The patronage of the capricious lord, as if in gratitude for the loyalty of Malсhus and his companion, turned into hatred for the escaped prisoners. Here, Jerome tells the story like an excellent storyteller and connoisseur of human passions. The fugitives, in despair, hid in the first cave they came across, where their pursuers, shouting curses, followed them one by one. It turned out that the cave was the refuge of a lioness and her cubs. What may seem like literary fiction to rational researchers looks different to specialists in asceticism. The emaciated bodies of the ascetics did not radiate animal energy and did not attract the attention of the beast. However, the master and his servant were immediately killed by the lioness because they literally radiated satisfaction, passion, and anger.“ Beasts are tamed and obey me because, although they are not rational creatures, they know how to fear God and honor His servants,” says the life one of the great saints of the glorious era of martyrs, Mammes of Cappadocia (+275), who, incidentally, is considered the patron saint of the famous Athletic Bilbao football club.. At the end of all these vicissitudes, Malchus and his companion “passed through that desert and approached the Greek-Roman regiments.” “Returning to his homeland, Malchus gave that blessed woman, his spiritual sister, to a convent,” Jerome concludes his narrative.
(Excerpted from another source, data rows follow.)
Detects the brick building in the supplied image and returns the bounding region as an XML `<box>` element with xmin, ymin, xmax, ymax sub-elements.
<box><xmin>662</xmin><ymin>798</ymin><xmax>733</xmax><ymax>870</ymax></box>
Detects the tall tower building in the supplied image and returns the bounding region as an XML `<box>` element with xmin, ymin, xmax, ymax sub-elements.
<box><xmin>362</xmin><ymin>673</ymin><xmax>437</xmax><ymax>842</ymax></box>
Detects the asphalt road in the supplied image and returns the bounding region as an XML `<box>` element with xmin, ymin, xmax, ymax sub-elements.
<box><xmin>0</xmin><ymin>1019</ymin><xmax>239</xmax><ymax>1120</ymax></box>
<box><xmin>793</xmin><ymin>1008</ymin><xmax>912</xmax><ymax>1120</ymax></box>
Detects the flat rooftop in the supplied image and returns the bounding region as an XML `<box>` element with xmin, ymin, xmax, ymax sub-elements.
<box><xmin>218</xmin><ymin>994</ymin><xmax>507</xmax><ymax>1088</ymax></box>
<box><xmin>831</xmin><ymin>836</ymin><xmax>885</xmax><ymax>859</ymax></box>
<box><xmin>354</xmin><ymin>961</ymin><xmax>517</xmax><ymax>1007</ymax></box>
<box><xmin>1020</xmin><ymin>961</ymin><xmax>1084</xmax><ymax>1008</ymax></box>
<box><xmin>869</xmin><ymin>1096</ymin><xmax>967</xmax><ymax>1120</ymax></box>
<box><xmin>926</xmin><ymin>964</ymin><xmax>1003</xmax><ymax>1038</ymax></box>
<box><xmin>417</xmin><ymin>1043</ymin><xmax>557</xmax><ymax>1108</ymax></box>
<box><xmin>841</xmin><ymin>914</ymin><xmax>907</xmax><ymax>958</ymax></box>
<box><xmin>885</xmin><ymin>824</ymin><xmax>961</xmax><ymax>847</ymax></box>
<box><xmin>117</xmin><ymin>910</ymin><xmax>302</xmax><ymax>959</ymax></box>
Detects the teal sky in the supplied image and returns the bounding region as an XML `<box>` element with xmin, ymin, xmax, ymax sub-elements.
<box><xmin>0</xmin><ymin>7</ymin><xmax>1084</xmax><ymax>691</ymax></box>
For us, living almost in the third millennium of church history, such circumstances are, in a sense, very familiar. Cases of such marriages are known from hagiography. It is very important to understand that at the time when Jerome was writing, the Christian worldview was just taking shape, which is why he is one of the creators of this and other important archetypes for all subsequent civilization of holiness.

Around 375, Jerome settled in the village of Maronia, in a deserted place not far from Antioch, on the estate of his spiritual friend Evagrius. It was here that he met the ascetic Malchus, who told him the story of his wanderings. Around 390-391, Jerome recounted what he had heard in a hagiographic narrative. His writing is vivid and dramatic. If he had lived in our era, he could well have been an excellent postmodern author. Throughout his life, he engaged in a hidden polemic against the enlightened Christian circles of Rome. Therefore, researchers constantly ask themselves what in Jerome’s works refers to historical events and the statements of his characters, and what is due to the polemic with the corrupt church circles of the ancient capital on the Tiber River, as perceived by the great translator of the Bible. The harmfulness of wealth, the tragedy of self-will, the benefits of asceticism in all circumstances, and the omnipotence of grace, which leads man to salvation contrary to his own intentions and the plans of the rulers and spiritual teachers —these are the most important ideas in his lives of the saints.